Assessment systems have to evolve from testing recall to measuring outcomes. Case studies, project work, and application based problems need to be part of the grade. Evaluation also needs to change, a mix of human and AI, with rubrics tied to specific competencies.
Current digital platforms definitely need to be rethought. Most of them are digitised versions of paper processes. They do not have knowledge graphs, outcome mapping, or adaptive pathways. We designed our learning platform from the ground up for this shift, but the industry as a whole has a long way to go.
Q7. Many institutions still struggle with basic digital adoption. What’s holding them back, money, mindset, or skills? How do you handle resistance from faculty who are used to traditional systems?
It is mostly mindset and skills. Money is usually not the blocker, especially with accreditation pressure. The real issue is that faculty have been teaching a certain way for decades, and change feels like a threat. They worry about losing control, about technology failing, about more work on their plate.
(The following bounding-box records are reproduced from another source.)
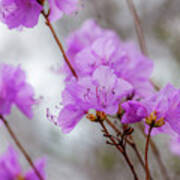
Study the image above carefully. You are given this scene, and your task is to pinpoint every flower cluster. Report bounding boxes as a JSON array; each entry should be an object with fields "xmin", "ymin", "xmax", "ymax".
[
  {"xmin": 0, "ymin": 64, "xmax": 35, "ymax": 118},
  {"xmin": 0, "ymin": 0, "xmax": 78, "ymax": 29},
  {"xmin": 57, "ymin": 20, "xmax": 154, "ymax": 133},
  {"xmin": 0, "ymin": 146, "xmax": 45, "ymax": 180},
  {"xmin": 121, "ymin": 84, "xmax": 180, "ymax": 154}
]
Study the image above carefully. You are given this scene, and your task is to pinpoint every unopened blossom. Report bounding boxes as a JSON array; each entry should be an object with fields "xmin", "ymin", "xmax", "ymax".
[
  {"xmin": 0, "ymin": 146, "xmax": 45, "ymax": 180},
  {"xmin": 0, "ymin": 64, "xmax": 35, "ymax": 118},
  {"xmin": 48, "ymin": 0, "xmax": 78, "ymax": 21},
  {"xmin": 63, "ymin": 20, "xmax": 154, "ymax": 98},
  {"xmin": 0, "ymin": 0, "xmax": 42, "ymax": 29},
  {"xmin": 122, "ymin": 84, "xmax": 180, "ymax": 134},
  {"xmin": 58, "ymin": 66, "xmax": 133, "ymax": 132}
]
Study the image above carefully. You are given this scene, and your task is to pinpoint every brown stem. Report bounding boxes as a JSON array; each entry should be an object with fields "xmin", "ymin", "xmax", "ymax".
[
  {"xmin": 105, "ymin": 118, "xmax": 148, "ymax": 176},
  {"xmin": 126, "ymin": 0, "xmax": 148, "ymax": 55},
  {"xmin": 126, "ymin": 0, "xmax": 160, "ymax": 91},
  {"xmin": 0, "ymin": 115, "xmax": 44, "ymax": 180},
  {"xmin": 42, "ymin": 11, "xmax": 78, "ymax": 78},
  {"xmin": 138, "ymin": 123, "xmax": 170, "ymax": 180},
  {"xmin": 99, "ymin": 121, "xmax": 138, "ymax": 180},
  {"xmin": 145, "ymin": 124, "xmax": 153, "ymax": 180}
]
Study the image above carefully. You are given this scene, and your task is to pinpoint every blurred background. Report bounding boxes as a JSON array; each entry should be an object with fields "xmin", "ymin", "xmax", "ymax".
[{"xmin": 0, "ymin": 0, "xmax": 180, "ymax": 180}]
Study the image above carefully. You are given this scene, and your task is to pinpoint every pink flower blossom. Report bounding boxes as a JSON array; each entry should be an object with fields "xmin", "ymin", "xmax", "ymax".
[
  {"xmin": 58, "ymin": 66, "xmax": 133, "ymax": 133},
  {"xmin": 48, "ymin": 0, "xmax": 78, "ymax": 21}
]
We handle resistance by showing, not telling. Find one or two champions inside the institution, give them a great experience, and let them advocate internally. Training matters, but proof matters more. Once a faculty member sees their evaluation time cut by 80 percent, they do not go back.
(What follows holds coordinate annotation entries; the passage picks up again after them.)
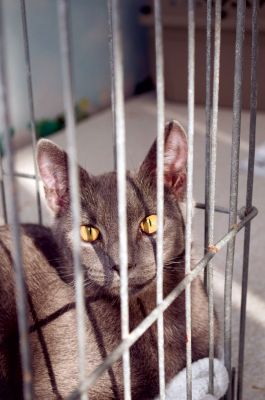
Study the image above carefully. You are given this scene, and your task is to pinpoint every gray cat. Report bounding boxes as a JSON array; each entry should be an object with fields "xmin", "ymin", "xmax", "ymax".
[{"xmin": 0, "ymin": 122, "xmax": 218, "ymax": 400}]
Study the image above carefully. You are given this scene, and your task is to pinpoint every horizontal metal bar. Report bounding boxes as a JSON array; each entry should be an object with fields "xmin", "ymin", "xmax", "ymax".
[
  {"xmin": 3, "ymin": 171, "xmax": 36, "ymax": 179},
  {"xmin": 68, "ymin": 207, "xmax": 258, "ymax": 400}
]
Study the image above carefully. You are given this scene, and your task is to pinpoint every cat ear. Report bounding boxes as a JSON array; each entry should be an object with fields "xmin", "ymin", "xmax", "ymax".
[
  {"xmin": 140, "ymin": 121, "xmax": 188, "ymax": 197},
  {"xmin": 37, "ymin": 139, "xmax": 69, "ymax": 214}
]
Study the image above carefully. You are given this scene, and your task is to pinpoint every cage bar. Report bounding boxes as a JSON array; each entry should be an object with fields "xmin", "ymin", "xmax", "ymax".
[
  {"xmin": 237, "ymin": 0, "xmax": 259, "ymax": 400},
  {"xmin": 185, "ymin": 0, "xmax": 195, "ymax": 400},
  {"xmin": 0, "ymin": 150, "xmax": 7, "ymax": 224},
  {"xmin": 57, "ymin": 0, "xmax": 88, "ymax": 400},
  {"xmin": 0, "ymin": 0, "xmax": 33, "ymax": 400},
  {"xmin": 224, "ymin": 0, "xmax": 246, "ymax": 400},
  {"xmin": 68, "ymin": 207, "xmax": 258, "ymax": 400},
  {"xmin": 154, "ymin": 0, "xmax": 166, "ymax": 400},
  {"xmin": 110, "ymin": 0, "xmax": 131, "ymax": 400},
  {"xmin": 20, "ymin": 0, "xmax": 42, "ymax": 224},
  {"xmin": 207, "ymin": 0, "xmax": 222, "ymax": 394},
  {"xmin": 204, "ymin": 0, "xmax": 212, "ymax": 289},
  {"xmin": 108, "ymin": 0, "xmax": 117, "ymax": 171}
]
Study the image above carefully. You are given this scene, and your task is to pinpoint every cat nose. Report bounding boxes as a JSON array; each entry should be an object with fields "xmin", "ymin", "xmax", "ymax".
[{"xmin": 112, "ymin": 264, "xmax": 136, "ymax": 275}]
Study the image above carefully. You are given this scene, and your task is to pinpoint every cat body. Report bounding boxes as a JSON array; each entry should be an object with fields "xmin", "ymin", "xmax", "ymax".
[{"xmin": 0, "ymin": 125, "xmax": 217, "ymax": 400}]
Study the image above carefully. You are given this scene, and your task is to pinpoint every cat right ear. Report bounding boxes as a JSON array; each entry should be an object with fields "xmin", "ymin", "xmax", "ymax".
[
  {"xmin": 37, "ymin": 139, "xmax": 70, "ymax": 214},
  {"xmin": 140, "ymin": 121, "xmax": 188, "ymax": 200}
]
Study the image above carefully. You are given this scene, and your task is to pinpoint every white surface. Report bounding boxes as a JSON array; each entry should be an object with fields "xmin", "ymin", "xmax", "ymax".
[
  {"xmin": 156, "ymin": 358, "xmax": 228, "ymax": 400},
  {"xmin": 4, "ymin": 95, "xmax": 265, "ymax": 400}
]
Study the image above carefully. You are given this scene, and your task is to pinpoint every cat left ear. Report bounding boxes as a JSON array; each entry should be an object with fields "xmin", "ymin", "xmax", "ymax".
[
  {"xmin": 37, "ymin": 139, "xmax": 69, "ymax": 214},
  {"xmin": 140, "ymin": 121, "xmax": 188, "ymax": 197}
]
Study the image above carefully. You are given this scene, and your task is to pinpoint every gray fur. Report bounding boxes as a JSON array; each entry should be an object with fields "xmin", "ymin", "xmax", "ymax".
[{"xmin": 0, "ymin": 123, "xmax": 217, "ymax": 400}]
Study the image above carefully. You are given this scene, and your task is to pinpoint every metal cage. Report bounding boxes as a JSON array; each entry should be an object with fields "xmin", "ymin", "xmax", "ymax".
[{"xmin": 0, "ymin": 0, "xmax": 259, "ymax": 400}]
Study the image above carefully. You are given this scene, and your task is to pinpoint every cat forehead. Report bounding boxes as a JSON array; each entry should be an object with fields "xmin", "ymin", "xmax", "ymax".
[{"xmin": 81, "ymin": 172, "xmax": 156, "ymax": 211}]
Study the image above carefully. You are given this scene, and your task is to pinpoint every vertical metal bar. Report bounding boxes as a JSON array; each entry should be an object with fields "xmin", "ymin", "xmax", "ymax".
[
  {"xmin": 224, "ymin": 0, "xmax": 246, "ymax": 400},
  {"xmin": 111, "ymin": 0, "xmax": 131, "ymax": 400},
  {"xmin": 154, "ymin": 0, "xmax": 166, "ymax": 400},
  {"xmin": 207, "ymin": 0, "xmax": 222, "ymax": 394},
  {"xmin": 20, "ymin": 0, "xmax": 42, "ymax": 224},
  {"xmin": 108, "ymin": 0, "xmax": 117, "ymax": 171},
  {"xmin": 0, "ymin": 154, "xmax": 7, "ymax": 224},
  {"xmin": 58, "ymin": 0, "xmax": 88, "ymax": 400},
  {"xmin": 237, "ymin": 0, "xmax": 259, "ymax": 400},
  {"xmin": 185, "ymin": 0, "xmax": 195, "ymax": 400},
  {"xmin": 0, "ymin": 0, "xmax": 33, "ymax": 400},
  {"xmin": 204, "ymin": 0, "xmax": 212, "ymax": 289}
]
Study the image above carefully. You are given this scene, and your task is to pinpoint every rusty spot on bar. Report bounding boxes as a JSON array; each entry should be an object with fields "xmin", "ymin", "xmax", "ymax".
[
  {"xmin": 208, "ymin": 245, "xmax": 220, "ymax": 254},
  {"xmin": 23, "ymin": 370, "xmax": 31, "ymax": 383}
]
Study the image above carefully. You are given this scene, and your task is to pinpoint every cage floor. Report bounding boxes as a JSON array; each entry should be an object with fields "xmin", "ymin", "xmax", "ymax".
[{"xmin": 5, "ymin": 94, "xmax": 265, "ymax": 400}]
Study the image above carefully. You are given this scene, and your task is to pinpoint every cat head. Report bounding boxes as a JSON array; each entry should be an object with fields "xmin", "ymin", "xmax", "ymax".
[{"xmin": 37, "ymin": 121, "xmax": 187, "ymax": 296}]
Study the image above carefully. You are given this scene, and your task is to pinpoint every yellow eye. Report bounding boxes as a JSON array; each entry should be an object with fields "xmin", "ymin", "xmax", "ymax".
[
  {"xmin": 80, "ymin": 225, "xmax": 99, "ymax": 242},
  {"xmin": 140, "ymin": 214, "xmax": 157, "ymax": 235}
]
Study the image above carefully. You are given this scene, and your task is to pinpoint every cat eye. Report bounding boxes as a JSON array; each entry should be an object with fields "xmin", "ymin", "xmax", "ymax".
[
  {"xmin": 140, "ymin": 214, "xmax": 157, "ymax": 235},
  {"xmin": 80, "ymin": 225, "xmax": 100, "ymax": 243}
]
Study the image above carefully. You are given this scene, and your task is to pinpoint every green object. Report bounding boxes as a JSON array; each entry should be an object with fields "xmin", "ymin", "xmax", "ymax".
[
  {"xmin": 0, "ymin": 126, "xmax": 15, "ymax": 156},
  {"xmin": 36, "ymin": 118, "xmax": 65, "ymax": 138}
]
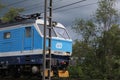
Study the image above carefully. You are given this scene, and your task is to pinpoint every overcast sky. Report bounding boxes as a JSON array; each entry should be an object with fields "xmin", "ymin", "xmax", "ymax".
[{"xmin": 0, "ymin": 0, "xmax": 120, "ymax": 39}]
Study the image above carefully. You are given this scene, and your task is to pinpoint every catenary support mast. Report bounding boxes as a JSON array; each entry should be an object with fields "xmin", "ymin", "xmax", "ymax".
[{"xmin": 43, "ymin": 0, "xmax": 52, "ymax": 80}]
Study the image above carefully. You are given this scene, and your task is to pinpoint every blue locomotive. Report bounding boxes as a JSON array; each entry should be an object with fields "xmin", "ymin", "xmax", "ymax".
[{"xmin": 0, "ymin": 13, "xmax": 72, "ymax": 76}]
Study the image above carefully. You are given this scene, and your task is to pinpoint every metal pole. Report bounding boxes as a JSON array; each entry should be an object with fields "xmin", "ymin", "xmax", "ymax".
[
  {"xmin": 48, "ymin": 0, "xmax": 52, "ymax": 80},
  {"xmin": 43, "ymin": 0, "xmax": 47, "ymax": 80}
]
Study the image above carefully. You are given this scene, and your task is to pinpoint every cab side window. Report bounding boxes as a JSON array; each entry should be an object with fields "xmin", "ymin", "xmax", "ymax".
[{"xmin": 25, "ymin": 27, "xmax": 31, "ymax": 37}]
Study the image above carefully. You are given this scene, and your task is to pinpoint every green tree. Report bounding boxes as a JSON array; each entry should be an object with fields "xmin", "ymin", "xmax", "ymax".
[
  {"xmin": 2, "ymin": 8, "xmax": 24, "ymax": 22},
  {"xmin": 73, "ymin": 0, "xmax": 120, "ymax": 80},
  {"xmin": 95, "ymin": 0, "xmax": 119, "ymax": 31}
]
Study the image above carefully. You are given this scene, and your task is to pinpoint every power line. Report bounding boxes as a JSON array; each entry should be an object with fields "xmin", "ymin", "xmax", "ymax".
[
  {"xmin": 54, "ymin": 2, "xmax": 98, "ymax": 12},
  {"xmin": 53, "ymin": 0, "xmax": 86, "ymax": 10},
  {"xmin": 6, "ymin": 0, "xmax": 27, "ymax": 7}
]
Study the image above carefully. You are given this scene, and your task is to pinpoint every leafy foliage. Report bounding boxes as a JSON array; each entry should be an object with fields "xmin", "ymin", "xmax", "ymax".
[
  {"xmin": 72, "ymin": 0, "xmax": 120, "ymax": 80},
  {"xmin": 2, "ymin": 8, "xmax": 24, "ymax": 22}
]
Q8. You are operating in India, Dubai and the US. What’s different when you step outside India’s education system? Is India ahead or behind when it comes to digitising education systems?
India has scale, diversity, and urgency that nothing else compares to. Over 40,000 higher education institutions, massive variance in quality, and a population that is hungry for education. That creates real innovation because we have to solve for low bandwidth, multiple languages, and very different institutional maturity levels.
Dubai is more uniform, more regulation driven, and moves quickly once decisions are made. The US is fragmented but deeply mature in digital adoption, though often locked into legacy platforms that are hard to displace.
India is behind on integrated workflows and depth of adoption, but ahead in necessity driven innovation. We are building products in India that can compete anywhere in the world, because we have to solve harder problems first.
Q9. You also work on placement systems. Are colleges doing enough to connect learning with jobs? What are students missing today when they step out of college into the real world?
Not enough. Colleges are still focused on placement percentages, not employability. A student walks out with a degree but often without the skills an employer actually needs. The gap is real world project experience, communication, problem solving, and the ability to work in a team.
Placement systems need to move from matchmaking to skill verification. Employers should be able to see what a student has actually built and mastered, not just marks on a transcript. That is the direction we are going with Skill Proof, a verifiable record of what a student can do, which we think will eventually replace traditional certificates.
Q10. If you look five years ahead, what will a “fully digital university” actually look like? One thing in the education system today that you think needs to change urgently?
A fully digital university in five years will feel very different. One platform for admissions, learning, assessment, placements, and alumni engagement. Every student gets an AI mentor that knows their full learning history. Industry projects are part of the curriculum. Certificates are replaced by verifiable skill records. Faculty spend more time mentoring and less time on paperwork.
The one thing I would change urgently is our obsession with marks. We are producing students who can score but cannot solve. Until we redesign assessment to measure competency instead of memory, everything else is just cosmetic.